CONSIDERACIONES SOBRE LA BANDERA TRICOLOR

por Lorenzo Peña


Es de formación histórica muy tardía la noción moderna de bandera --especialmente de bandera nacional. Ciertamente en la historia humana de los últimos milenios se han usado diversos símbolos, particularmente militares. No se produjo hasta probablemente el siglo XIX la utilización de símbolos para representar, más abstractamente, a las naciones. Los ejércitos necesitaban símbolos, para identificarse en el combate y para aunarse frente al enemigo, mas los civiles que viajaban de un lado a otro no habían menester de ningún distintivo nacional para nada (aparte de que tampoco existía una noción de nacionalidad o ciudadanía en el sentido actual, que viene probablemente del siglo XVIII, si bien eso no excluye que hubiera vínculos más laxos, más difuminados, entre un particular y un poder soberano que se ejerciera en un territorio).

De los símbolos y distintivos que se han usado en la historia, las banderas o estandartes de tela coloreada parece que no se emplean hasta la edad media --y tal vez hacia el final de la misma--, aunque ya antes se usaban escudos con diversos colores y figuras. Parece que hasta entonces había sido más frecuente el uso de símbolos tridimensionales, como las águilas romanas. En cualquier caso, hasta la formación del moderno derecho internacional o interestatal público --que, como tantas otras cosas, es una invención del siglo XIX, aunque tenga todos los precedentes que se quiera--, no había banderas en sentido actual. (De todos modos, hay que reconocer que todos esos asertos son un tanto conjeturales, porque en general no se han conservado esos símbolos, de material a menudo perecedero.)

Tampoco necesitaban símbolos nacionales los embajadores. Los reyes de las Edades media y moderna se identificaban ante todo con las coronas que regían, no con los territorios colocados bajo su cetro. El Rey de Inglaterra se proclamaba también rey de Francia (hasta 1803), y el Rey Católico, aunque informalmente denominado `rey de España', era oficialmente `rey de Castilla, de León, de Aragón, ..., señor de Molina, duque de Atenas y Neopatria ...' (y un largo etcétera, donde se incluían territorios que sólo episódicamente habían estado bajo el poder de sus antepasados).
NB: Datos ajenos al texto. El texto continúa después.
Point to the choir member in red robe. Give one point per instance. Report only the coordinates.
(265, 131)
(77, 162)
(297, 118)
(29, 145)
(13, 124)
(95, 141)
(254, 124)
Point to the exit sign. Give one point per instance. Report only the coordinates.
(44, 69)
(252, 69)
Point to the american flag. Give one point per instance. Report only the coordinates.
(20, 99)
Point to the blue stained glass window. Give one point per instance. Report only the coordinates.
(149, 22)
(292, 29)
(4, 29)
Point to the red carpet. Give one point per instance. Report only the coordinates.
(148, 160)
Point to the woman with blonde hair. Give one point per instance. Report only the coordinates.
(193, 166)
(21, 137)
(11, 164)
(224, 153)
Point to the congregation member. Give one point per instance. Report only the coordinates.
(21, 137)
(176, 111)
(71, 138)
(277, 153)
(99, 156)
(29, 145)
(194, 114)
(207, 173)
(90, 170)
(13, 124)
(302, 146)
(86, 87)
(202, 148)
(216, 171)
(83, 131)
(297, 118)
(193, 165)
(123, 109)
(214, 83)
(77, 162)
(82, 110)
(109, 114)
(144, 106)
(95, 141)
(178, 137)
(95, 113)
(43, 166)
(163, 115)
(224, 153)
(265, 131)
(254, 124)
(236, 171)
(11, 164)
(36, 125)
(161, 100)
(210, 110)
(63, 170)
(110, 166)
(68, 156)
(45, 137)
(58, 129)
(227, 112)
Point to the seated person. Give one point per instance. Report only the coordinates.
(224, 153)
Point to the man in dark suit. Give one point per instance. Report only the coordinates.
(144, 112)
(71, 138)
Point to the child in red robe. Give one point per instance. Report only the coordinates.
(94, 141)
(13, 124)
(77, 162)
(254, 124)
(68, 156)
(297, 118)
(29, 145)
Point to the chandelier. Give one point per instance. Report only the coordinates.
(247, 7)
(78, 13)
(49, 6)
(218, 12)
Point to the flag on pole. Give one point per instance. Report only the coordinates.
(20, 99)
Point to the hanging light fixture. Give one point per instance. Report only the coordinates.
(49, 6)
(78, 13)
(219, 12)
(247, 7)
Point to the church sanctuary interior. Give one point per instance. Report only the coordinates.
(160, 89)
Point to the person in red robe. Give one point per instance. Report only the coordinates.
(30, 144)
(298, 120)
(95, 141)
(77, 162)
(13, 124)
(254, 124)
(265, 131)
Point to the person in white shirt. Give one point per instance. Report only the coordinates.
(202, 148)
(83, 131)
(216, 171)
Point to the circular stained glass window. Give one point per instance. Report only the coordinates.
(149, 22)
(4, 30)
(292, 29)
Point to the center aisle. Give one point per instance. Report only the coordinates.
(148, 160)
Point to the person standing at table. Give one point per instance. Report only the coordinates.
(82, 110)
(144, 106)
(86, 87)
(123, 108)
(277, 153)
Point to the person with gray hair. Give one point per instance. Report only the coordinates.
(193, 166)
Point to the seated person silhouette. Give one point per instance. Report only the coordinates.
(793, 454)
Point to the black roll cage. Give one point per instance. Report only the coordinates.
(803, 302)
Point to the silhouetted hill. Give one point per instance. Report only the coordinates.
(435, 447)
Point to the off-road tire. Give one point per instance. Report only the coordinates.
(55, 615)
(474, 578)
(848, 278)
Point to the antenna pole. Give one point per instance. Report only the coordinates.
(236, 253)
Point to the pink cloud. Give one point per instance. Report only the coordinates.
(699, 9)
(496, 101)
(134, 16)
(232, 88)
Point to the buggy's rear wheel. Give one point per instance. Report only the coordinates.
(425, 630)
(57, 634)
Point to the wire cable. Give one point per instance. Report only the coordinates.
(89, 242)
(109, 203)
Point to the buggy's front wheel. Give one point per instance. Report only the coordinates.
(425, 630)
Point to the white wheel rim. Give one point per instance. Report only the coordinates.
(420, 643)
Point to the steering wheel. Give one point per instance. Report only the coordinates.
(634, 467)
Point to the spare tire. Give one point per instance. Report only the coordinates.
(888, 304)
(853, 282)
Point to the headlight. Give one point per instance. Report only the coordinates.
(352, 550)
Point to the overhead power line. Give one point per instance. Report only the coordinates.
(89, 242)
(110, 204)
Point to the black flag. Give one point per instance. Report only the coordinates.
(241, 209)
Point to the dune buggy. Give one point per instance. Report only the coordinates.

El embajador del rey Católico en Versalles o el del Rey Cristianísimo en Aranjuez no ostentaban, si acaso, más distintivos simbolizadores que los de la dinastía, que en el siglo XVIII era la misma a ambos lados de los Pirineos.

Nuestros Borbones usaban como color distintivo el blanco con la flor de Lis, o sea el mismo que el color de la bandera de los ejércitos del rey de Francia (emblema de la dinastía capeciana, en sus diversas ramas). Junto con ello, valíanse también, como enseña, de una cinta bicolor, dividida en tres franjas alargadas (los lados azul celeste, y la franja central blanca), que usaban en bandas y fajines, que se pueden ver en los cuadros del Museo del Prado (p.ej. `La familia de Carlos IV' de Goya).

Pero Carlos III --antes de venir a reinar en España a la muerte de su medio hermano Fernando VI-- había sido rey de Nápoles y las Dos Sicilias (más antes había sido duque de Parma, Plasencia y Toscana; tales señoríos dinásticos eran el fruto de la política iniciada por Felipe V y el cardenal Alberoni para imponer en el trono de diversos principados italianos a hijos de ese monarca y de su segunda mujer, Isabel de Farnesio, que tenían la desgracia de no poder heredar España por existir dos vástagos varones del rey y su primera mujer, María Luisa de Saboya; felizmente para los hijos de la Farnesio, pronto murieron sin descendencia esos dos medio-hermanos suyos, Luis I y Fernando VI).

En ese reino de Nápoles había hallado blasones y gallardetes que disponían de diversos modos el pendón catalano-aragonés, las barras, o sea los colores amarillo y rojo, con predominio del último. Por qué se usaba ese estandarte en Nápoles está claro: era uno de los muchos vestigios de la pertenencia histórica del reino de las dos Sicilias a la casa de Aragón. Y de ahí surgió el empleo de una bandera de la real marina napolitana con esos colores.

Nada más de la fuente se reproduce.